Monday, January 19, 2009

"A Pedagogy of Multiliteracies" By The New London Group

Based on my understanding, the New London Group (NLG) places emphasis on the links between ‘multiliteracies’, a new approach to literacy, and the changing social setting facing both teachers and students. According to them, the contemporary world calls for a much wider view of literacy due to the increasing linguistic and cultural diversity and multiplicity of communications channels. Therefore, instead of the traditional language-based approaches, multiliteracies is adopted to highlight how negotiating the multiple linguistic and cultural differences in our society is essential to the pragmatics of the working, public and personal lives of students. Through this approach, students will be able to achieve two key facets of multiplicity: creating access to the changing language of work, power, and community, and promoting the vital engagement needed in designing their social futures and achieving success through fulfilling employment.

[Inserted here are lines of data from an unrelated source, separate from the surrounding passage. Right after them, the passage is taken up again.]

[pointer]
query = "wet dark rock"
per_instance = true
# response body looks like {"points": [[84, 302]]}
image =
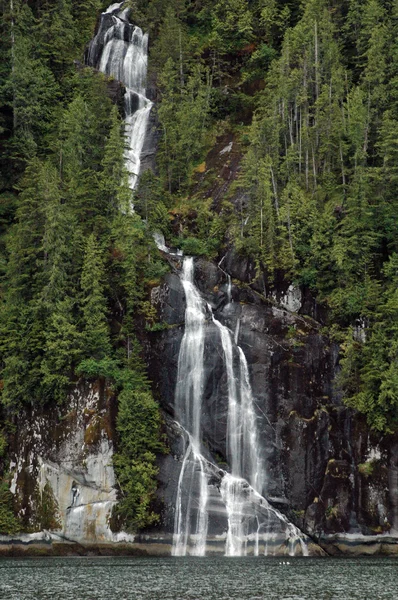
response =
{"points": [[326, 471]]}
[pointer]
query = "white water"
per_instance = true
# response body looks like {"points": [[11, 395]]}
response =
{"points": [[250, 518], [121, 50]]}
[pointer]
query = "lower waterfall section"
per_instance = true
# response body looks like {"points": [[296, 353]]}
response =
{"points": [[214, 506]]}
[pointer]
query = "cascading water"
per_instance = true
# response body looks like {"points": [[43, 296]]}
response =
{"points": [[251, 522], [120, 50]]}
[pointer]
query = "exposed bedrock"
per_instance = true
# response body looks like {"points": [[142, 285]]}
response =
{"points": [[325, 470]]}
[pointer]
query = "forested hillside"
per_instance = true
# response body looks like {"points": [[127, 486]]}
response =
{"points": [[307, 91]]}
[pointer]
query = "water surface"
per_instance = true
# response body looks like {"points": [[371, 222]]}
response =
{"points": [[142, 578]]}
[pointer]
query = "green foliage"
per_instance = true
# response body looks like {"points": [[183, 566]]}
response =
{"points": [[9, 525], [138, 425], [47, 510]]}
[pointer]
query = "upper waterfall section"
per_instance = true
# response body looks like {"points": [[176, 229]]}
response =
{"points": [[120, 50]]}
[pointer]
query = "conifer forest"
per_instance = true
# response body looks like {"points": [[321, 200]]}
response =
{"points": [[273, 161]]}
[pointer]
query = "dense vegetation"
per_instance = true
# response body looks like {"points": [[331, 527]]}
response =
{"points": [[308, 90]]}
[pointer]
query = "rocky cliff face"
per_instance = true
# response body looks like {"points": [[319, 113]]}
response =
{"points": [[61, 468], [325, 470]]}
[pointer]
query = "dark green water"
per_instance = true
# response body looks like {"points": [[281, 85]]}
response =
{"points": [[198, 578]]}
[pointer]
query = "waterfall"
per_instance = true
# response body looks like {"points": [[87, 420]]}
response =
{"points": [[120, 50], [251, 522]]}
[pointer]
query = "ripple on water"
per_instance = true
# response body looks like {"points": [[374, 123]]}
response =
{"points": [[219, 578]]}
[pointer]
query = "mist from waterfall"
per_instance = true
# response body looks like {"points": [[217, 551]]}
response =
{"points": [[250, 520], [120, 50]]}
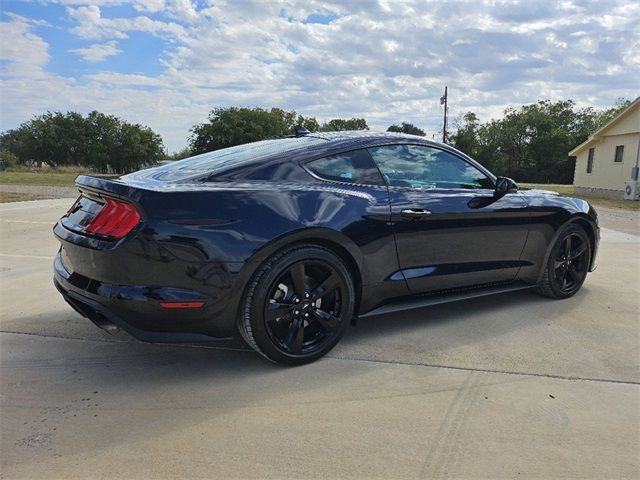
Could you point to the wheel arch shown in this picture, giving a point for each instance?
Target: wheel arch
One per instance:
(343, 247)
(585, 222)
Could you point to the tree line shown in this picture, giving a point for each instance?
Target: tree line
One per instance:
(101, 142)
(530, 143)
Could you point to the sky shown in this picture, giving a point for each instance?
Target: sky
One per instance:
(167, 63)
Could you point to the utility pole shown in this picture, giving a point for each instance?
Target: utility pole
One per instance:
(443, 101)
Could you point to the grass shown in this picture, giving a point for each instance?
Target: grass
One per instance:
(596, 201)
(44, 178)
(6, 197)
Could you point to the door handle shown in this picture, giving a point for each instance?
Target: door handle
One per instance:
(415, 212)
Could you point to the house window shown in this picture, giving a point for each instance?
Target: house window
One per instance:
(590, 160)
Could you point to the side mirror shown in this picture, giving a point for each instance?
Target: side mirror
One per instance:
(505, 185)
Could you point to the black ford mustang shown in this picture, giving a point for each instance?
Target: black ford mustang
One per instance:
(287, 241)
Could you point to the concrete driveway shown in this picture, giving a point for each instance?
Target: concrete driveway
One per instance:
(510, 386)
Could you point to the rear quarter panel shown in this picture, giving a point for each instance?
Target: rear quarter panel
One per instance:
(550, 213)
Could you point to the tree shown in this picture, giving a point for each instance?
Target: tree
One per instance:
(340, 124)
(231, 126)
(531, 143)
(103, 142)
(405, 127)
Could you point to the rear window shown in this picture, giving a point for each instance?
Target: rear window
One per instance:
(227, 157)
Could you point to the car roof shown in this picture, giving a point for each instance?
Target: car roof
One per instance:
(257, 155)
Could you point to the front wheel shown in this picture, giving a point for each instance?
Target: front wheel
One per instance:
(298, 305)
(568, 264)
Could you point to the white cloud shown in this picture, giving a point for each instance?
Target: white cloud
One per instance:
(388, 62)
(98, 51)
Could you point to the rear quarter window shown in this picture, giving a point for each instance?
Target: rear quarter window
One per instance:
(350, 167)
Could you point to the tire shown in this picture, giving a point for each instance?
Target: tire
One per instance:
(298, 305)
(568, 264)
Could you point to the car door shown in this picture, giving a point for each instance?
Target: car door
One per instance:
(451, 230)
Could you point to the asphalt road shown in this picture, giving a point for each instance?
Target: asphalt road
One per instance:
(510, 386)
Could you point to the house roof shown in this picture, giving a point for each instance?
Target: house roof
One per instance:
(598, 134)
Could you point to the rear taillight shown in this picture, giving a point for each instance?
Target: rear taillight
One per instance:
(115, 220)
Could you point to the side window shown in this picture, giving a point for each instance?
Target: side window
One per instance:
(349, 167)
(426, 167)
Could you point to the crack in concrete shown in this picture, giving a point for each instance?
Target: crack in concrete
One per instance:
(352, 359)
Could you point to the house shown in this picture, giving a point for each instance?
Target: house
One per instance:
(608, 161)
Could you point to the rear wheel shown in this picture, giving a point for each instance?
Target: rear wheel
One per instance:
(568, 264)
(298, 305)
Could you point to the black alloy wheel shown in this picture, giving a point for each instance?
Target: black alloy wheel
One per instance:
(571, 263)
(568, 264)
(298, 305)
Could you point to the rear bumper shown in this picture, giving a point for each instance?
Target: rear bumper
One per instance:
(137, 310)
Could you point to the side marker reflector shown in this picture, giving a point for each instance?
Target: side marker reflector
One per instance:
(182, 304)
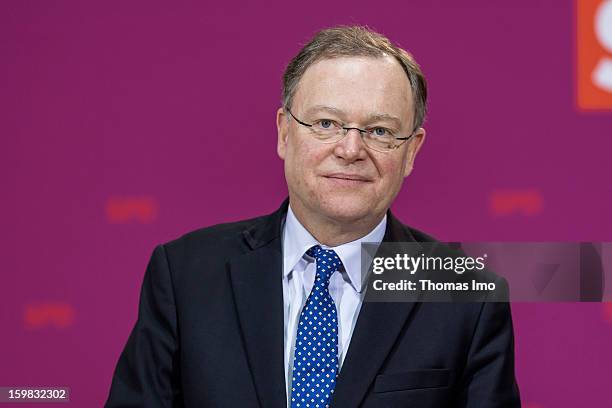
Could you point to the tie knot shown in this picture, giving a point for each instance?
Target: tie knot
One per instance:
(327, 262)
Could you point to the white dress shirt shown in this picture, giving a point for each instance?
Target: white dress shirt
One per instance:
(345, 286)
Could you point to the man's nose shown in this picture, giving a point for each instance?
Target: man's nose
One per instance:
(351, 146)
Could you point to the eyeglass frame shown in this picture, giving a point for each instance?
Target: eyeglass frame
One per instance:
(361, 132)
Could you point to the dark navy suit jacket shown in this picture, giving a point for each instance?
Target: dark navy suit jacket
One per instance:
(210, 334)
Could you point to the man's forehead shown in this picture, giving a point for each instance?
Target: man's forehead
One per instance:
(375, 88)
(342, 113)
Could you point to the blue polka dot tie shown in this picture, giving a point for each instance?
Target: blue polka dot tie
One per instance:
(315, 358)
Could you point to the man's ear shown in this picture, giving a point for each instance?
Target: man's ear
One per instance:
(414, 145)
(282, 128)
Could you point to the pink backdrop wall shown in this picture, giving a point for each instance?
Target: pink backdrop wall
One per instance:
(126, 124)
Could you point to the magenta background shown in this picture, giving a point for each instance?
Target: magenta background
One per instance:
(120, 99)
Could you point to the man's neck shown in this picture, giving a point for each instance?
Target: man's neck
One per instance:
(332, 232)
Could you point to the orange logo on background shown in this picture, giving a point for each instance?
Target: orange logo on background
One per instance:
(506, 202)
(39, 315)
(594, 36)
(140, 209)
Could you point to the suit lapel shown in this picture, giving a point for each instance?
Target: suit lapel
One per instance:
(376, 330)
(256, 279)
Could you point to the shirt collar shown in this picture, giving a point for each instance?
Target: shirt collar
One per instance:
(297, 240)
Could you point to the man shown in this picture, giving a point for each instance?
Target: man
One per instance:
(269, 312)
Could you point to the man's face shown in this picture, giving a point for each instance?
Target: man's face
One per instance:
(346, 181)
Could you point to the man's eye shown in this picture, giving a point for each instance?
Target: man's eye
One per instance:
(325, 124)
(381, 132)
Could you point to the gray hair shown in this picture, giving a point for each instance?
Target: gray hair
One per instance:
(355, 41)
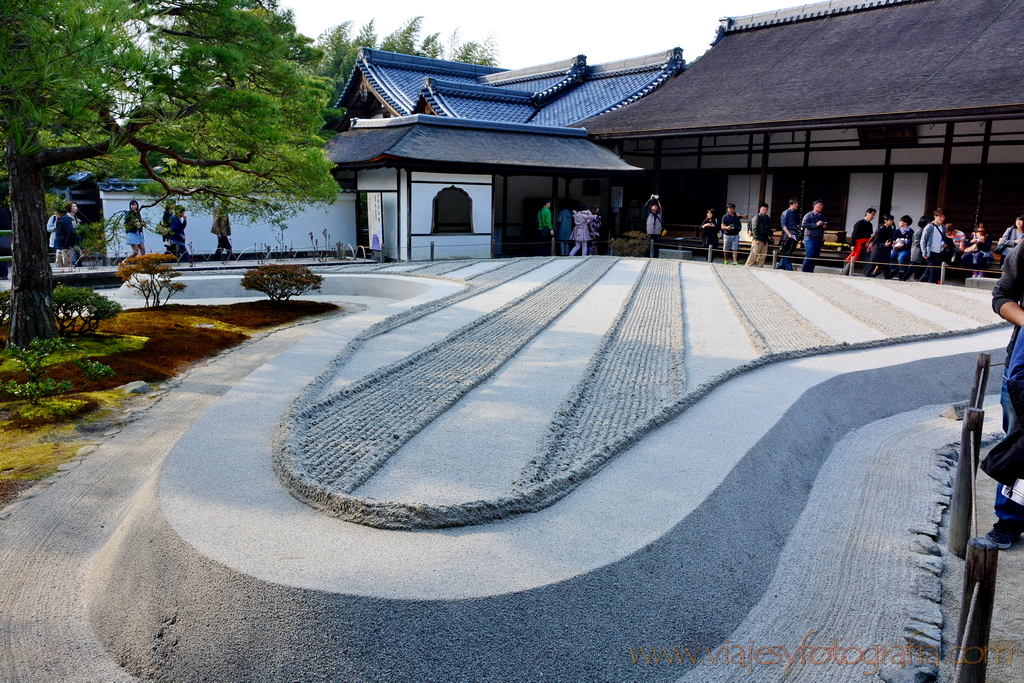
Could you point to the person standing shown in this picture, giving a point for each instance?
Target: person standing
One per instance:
(709, 235)
(544, 229)
(931, 247)
(563, 230)
(730, 232)
(222, 228)
(133, 227)
(595, 229)
(653, 219)
(761, 236)
(66, 237)
(791, 233)
(176, 237)
(900, 255)
(5, 242)
(978, 252)
(859, 238)
(814, 224)
(881, 248)
(1010, 239)
(582, 218)
(1007, 302)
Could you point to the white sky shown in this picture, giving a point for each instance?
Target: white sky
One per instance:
(530, 33)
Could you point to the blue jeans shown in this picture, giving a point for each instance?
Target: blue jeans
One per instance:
(934, 270)
(812, 249)
(1011, 515)
(902, 258)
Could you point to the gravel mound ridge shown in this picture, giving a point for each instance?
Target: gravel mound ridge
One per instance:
(638, 371)
(771, 323)
(331, 446)
(601, 417)
(884, 316)
(479, 283)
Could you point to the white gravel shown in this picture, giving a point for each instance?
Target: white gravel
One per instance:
(711, 348)
(469, 453)
(822, 314)
(904, 298)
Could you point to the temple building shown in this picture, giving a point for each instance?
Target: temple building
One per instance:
(898, 104)
(462, 156)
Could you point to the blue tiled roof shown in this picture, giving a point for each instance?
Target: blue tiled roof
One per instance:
(556, 94)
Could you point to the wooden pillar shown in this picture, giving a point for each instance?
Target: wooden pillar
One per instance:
(888, 181)
(764, 169)
(947, 153)
(657, 166)
(979, 210)
(979, 596)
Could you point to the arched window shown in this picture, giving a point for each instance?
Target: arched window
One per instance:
(453, 211)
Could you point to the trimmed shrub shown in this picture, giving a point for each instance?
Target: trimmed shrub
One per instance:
(634, 243)
(81, 310)
(151, 275)
(4, 308)
(281, 283)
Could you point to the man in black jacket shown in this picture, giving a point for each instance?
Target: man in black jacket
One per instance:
(1007, 302)
(761, 235)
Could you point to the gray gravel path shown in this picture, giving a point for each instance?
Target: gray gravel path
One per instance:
(52, 539)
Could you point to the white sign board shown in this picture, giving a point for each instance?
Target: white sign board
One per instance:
(375, 215)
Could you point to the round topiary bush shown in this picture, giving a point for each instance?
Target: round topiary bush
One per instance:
(281, 283)
(81, 310)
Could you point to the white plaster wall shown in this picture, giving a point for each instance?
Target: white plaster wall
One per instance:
(338, 219)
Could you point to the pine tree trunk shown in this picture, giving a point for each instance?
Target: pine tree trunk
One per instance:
(32, 282)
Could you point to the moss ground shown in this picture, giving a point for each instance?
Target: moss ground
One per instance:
(145, 344)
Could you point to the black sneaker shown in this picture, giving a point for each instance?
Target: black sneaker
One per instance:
(1003, 540)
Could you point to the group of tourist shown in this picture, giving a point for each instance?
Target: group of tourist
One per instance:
(581, 225)
(893, 248)
(65, 237)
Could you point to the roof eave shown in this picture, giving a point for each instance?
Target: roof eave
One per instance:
(938, 116)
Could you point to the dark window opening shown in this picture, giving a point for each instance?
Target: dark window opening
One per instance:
(453, 211)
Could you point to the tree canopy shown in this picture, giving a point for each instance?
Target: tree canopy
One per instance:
(217, 92)
(340, 45)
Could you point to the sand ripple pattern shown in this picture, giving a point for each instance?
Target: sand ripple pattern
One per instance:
(946, 298)
(332, 446)
(771, 323)
(637, 372)
(884, 316)
(441, 267)
(480, 283)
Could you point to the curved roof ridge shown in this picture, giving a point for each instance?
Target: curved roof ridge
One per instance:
(802, 12)
(531, 73)
(481, 91)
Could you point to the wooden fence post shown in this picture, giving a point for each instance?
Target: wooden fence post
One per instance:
(980, 380)
(971, 653)
(962, 501)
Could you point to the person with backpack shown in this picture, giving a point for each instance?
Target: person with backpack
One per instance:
(761, 237)
(582, 219)
(544, 229)
(932, 244)
(791, 233)
(1007, 302)
(902, 241)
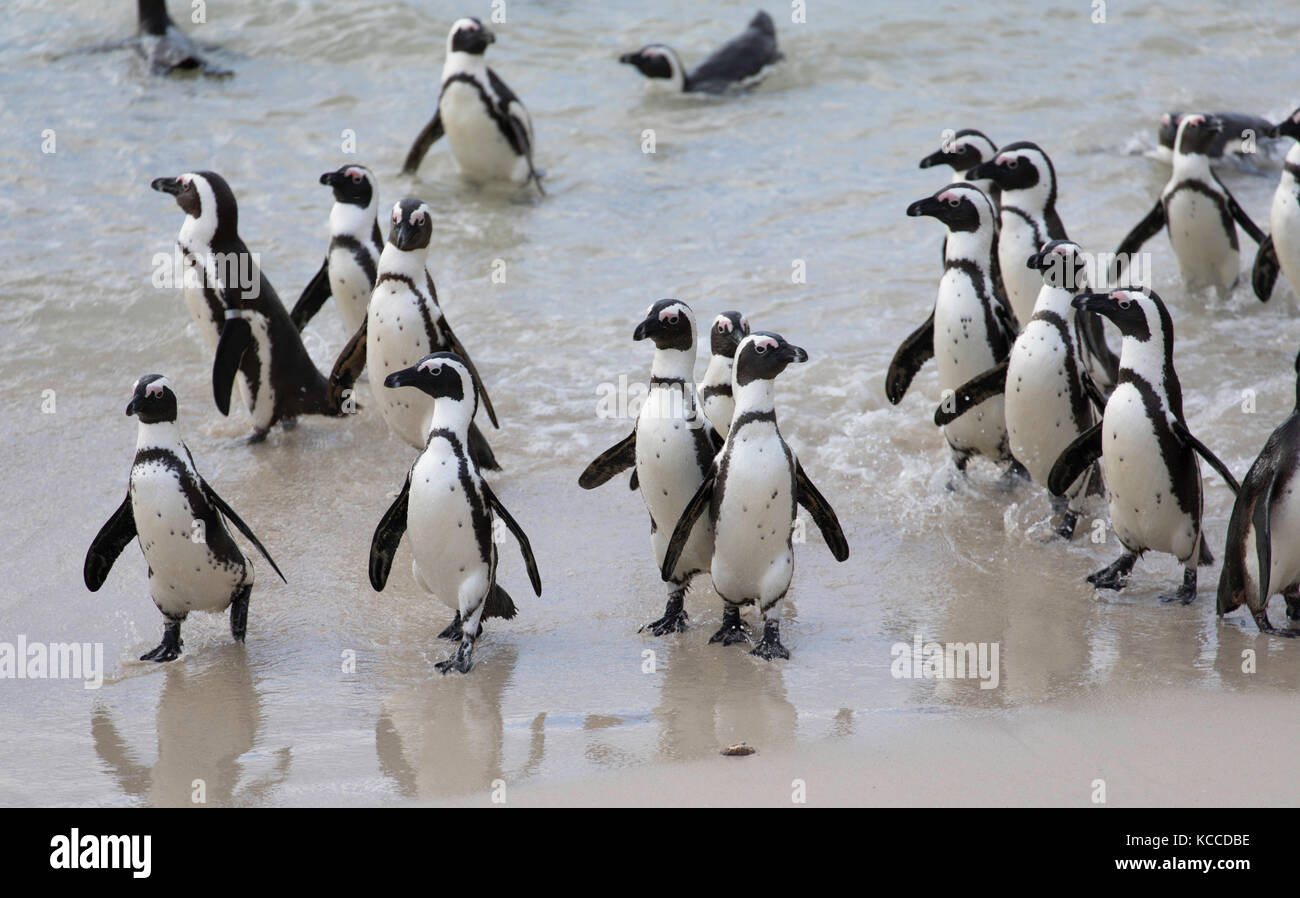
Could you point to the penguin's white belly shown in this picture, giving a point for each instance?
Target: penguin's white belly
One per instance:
(962, 352)
(1143, 507)
(185, 576)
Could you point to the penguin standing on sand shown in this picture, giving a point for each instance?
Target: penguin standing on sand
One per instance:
(488, 126)
(750, 494)
(671, 447)
(181, 524)
(449, 510)
(1148, 455)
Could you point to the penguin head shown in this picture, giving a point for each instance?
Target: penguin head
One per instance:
(728, 330)
(469, 35)
(961, 152)
(412, 225)
(762, 356)
(670, 324)
(152, 399)
(352, 185)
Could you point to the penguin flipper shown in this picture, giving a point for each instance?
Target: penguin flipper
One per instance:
(1077, 458)
(971, 394)
(914, 352)
(108, 543)
(807, 495)
(512, 525)
(618, 458)
(388, 534)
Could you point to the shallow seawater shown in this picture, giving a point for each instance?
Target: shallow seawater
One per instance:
(334, 698)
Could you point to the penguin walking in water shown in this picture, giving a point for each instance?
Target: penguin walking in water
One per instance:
(181, 525)
(404, 324)
(750, 493)
(488, 126)
(352, 257)
(1148, 455)
(1048, 395)
(671, 447)
(1199, 213)
(737, 64)
(449, 511)
(239, 315)
(1262, 554)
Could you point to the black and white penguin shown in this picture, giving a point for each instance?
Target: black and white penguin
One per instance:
(1148, 455)
(488, 126)
(671, 447)
(715, 390)
(352, 257)
(181, 524)
(443, 487)
(404, 324)
(1264, 530)
(739, 64)
(229, 296)
(750, 493)
(1197, 211)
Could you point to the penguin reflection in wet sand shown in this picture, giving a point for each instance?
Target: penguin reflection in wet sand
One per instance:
(1148, 455)
(750, 494)
(671, 447)
(449, 510)
(181, 524)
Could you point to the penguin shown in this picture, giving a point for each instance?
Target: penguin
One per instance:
(671, 449)
(355, 243)
(229, 296)
(1279, 251)
(181, 525)
(971, 326)
(750, 491)
(488, 126)
(1048, 397)
(1262, 532)
(404, 324)
(739, 64)
(458, 564)
(715, 393)
(1197, 211)
(1148, 455)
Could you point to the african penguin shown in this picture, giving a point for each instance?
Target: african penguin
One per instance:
(671, 447)
(715, 393)
(488, 126)
(1199, 213)
(229, 296)
(750, 493)
(352, 257)
(181, 525)
(737, 64)
(443, 487)
(1148, 455)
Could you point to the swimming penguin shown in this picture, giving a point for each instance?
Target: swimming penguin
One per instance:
(1197, 211)
(971, 328)
(671, 447)
(737, 64)
(449, 511)
(750, 494)
(1048, 395)
(1148, 455)
(1279, 251)
(229, 296)
(488, 126)
(181, 524)
(355, 243)
(715, 393)
(1268, 504)
(404, 324)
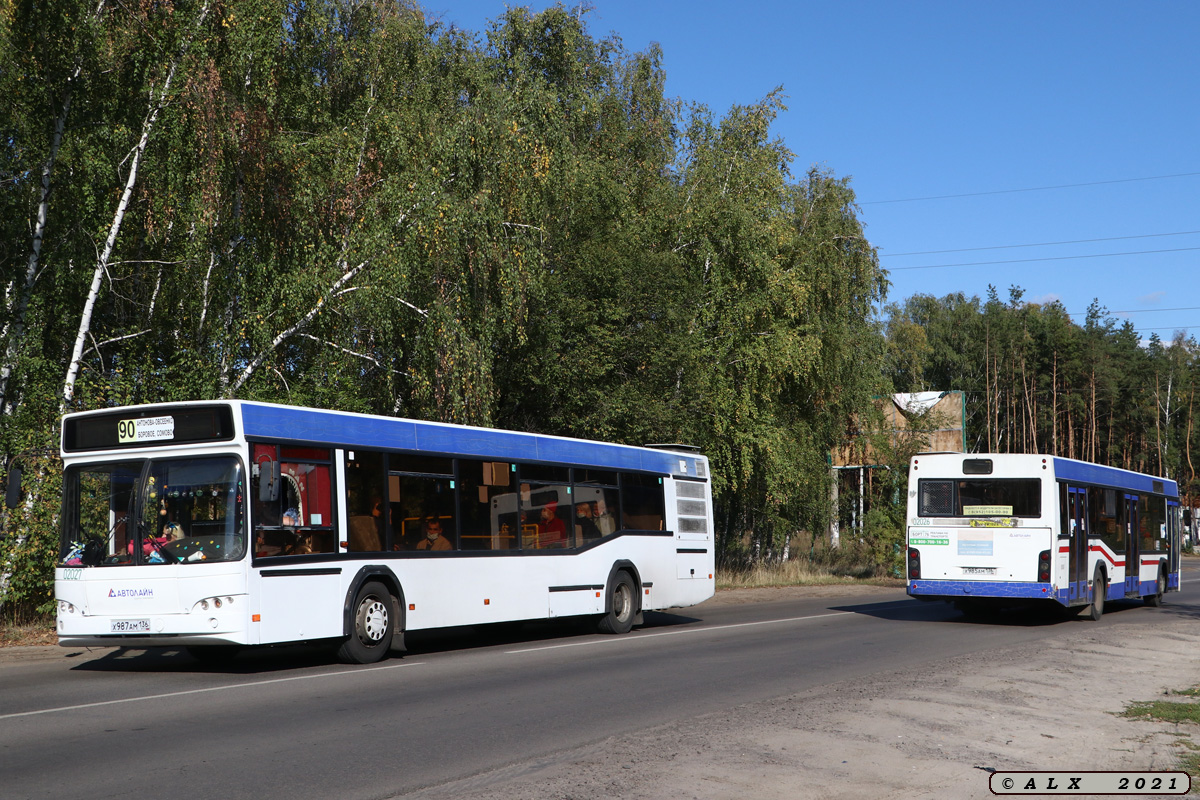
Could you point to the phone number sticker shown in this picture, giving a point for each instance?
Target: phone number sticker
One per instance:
(1035, 783)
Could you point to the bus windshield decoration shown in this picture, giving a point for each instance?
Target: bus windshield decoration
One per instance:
(227, 524)
(1020, 529)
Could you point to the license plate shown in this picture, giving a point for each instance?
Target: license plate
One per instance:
(131, 626)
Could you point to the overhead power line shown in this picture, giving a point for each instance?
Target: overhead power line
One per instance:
(1030, 260)
(1135, 311)
(1032, 188)
(1044, 244)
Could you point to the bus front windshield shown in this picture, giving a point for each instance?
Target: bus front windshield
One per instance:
(160, 511)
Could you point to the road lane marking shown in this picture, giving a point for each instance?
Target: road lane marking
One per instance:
(690, 630)
(201, 691)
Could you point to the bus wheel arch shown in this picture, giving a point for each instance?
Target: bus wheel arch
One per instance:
(622, 602)
(373, 617)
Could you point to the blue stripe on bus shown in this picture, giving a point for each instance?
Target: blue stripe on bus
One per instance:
(981, 589)
(1084, 473)
(351, 429)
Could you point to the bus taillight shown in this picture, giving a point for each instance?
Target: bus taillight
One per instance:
(913, 563)
(1044, 566)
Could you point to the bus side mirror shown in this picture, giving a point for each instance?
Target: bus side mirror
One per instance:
(269, 481)
(12, 495)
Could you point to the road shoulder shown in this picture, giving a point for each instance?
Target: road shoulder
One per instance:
(936, 732)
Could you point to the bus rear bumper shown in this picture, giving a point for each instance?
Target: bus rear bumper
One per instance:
(958, 589)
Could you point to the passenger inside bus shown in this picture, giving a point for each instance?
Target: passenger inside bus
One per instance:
(585, 523)
(551, 530)
(432, 537)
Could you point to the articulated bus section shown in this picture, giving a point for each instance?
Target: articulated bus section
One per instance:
(993, 529)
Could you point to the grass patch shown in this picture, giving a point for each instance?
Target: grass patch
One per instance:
(1165, 711)
(1179, 713)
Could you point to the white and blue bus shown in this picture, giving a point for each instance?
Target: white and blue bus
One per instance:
(994, 529)
(221, 524)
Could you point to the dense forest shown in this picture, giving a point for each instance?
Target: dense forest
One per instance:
(1038, 382)
(348, 204)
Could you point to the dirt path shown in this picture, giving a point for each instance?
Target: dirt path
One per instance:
(929, 735)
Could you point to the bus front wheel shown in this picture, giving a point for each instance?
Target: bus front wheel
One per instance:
(371, 635)
(622, 609)
(1099, 590)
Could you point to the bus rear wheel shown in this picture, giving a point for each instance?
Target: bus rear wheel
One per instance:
(619, 617)
(1099, 590)
(371, 635)
(1156, 599)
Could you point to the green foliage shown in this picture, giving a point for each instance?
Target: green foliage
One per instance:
(1037, 382)
(351, 205)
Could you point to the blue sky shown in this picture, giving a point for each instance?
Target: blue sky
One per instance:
(991, 101)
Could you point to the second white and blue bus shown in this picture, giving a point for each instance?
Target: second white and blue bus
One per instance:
(995, 529)
(222, 524)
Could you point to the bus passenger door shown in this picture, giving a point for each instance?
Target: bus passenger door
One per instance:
(1133, 557)
(1077, 517)
(1173, 536)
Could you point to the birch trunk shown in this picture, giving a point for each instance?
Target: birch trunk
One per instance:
(157, 104)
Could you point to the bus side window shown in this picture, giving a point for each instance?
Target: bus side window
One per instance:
(642, 505)
(366, 527)
(487, 513)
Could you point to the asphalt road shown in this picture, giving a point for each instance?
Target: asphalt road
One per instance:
(291, 722)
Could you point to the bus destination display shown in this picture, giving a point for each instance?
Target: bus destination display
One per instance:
(153, 427)
(159, 428)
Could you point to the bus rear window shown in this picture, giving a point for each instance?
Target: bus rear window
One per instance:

In addition, the NLG proposed the concept of ‘Design’ as a metalanguage of multiliteracies in addressing the question of the ‘what’ of literacy pedagogy. In other words, the ‘what’ of literacy pedagogy simply refers to what students are required to learn. The term, ‘Design’ is also used to describe the forms of meaning. Subsequently, they went on to put forward the notion of treating any semiotic activity as a matter of Design, which comprises of three components, namely, Available Designs, Designing, and The Redesigned.

Available Designs are simply resources for meanings that include the ‘grammar of various semiotic systems’ and ‘orders of discourse’. The latter is a structure set of conventions associated with semiotic activity in a given social space. There are certain Design conventions within orders of discourse that take the form of discourses, styles, genres, dialects and voices. For instance, students in class may encounter text as a type of Available Designs.

Designing is a process that involves the transformation of Available Designs into The Redesigned, which is the product of Designing. Drawing upon their past experiences and understanding of the world, students make new meaning to the text they have received in the form of Available Design into a new meaning-making resource or a new Available Design, unique to the meaning-makers themselves. Therefore, Available Designs can never be simply reproduced or repeated. Some examples of Designing are speaking, listening, reading and writing.

Having walked the path of a student before, I’m aware of the fact that project work is gaining its importance as a form of assessment in the local education scene. Students often rely heavily on the internet as their main source of information. Therefore, I feel that it is crucial to teach and equip students with skills that allow them to evaluate websites critically. Hands-on experience in creating a webpage can also be incorporated as group project. For example, students are required to publish their webpage, containing research on real world problems such as global warming on free internet sites for public viewing and feedback. Through these activities, students will not only learn how to apply multiliteracy skills, besides technological skills, but also how to construct knowledge instead of treating it as mere information.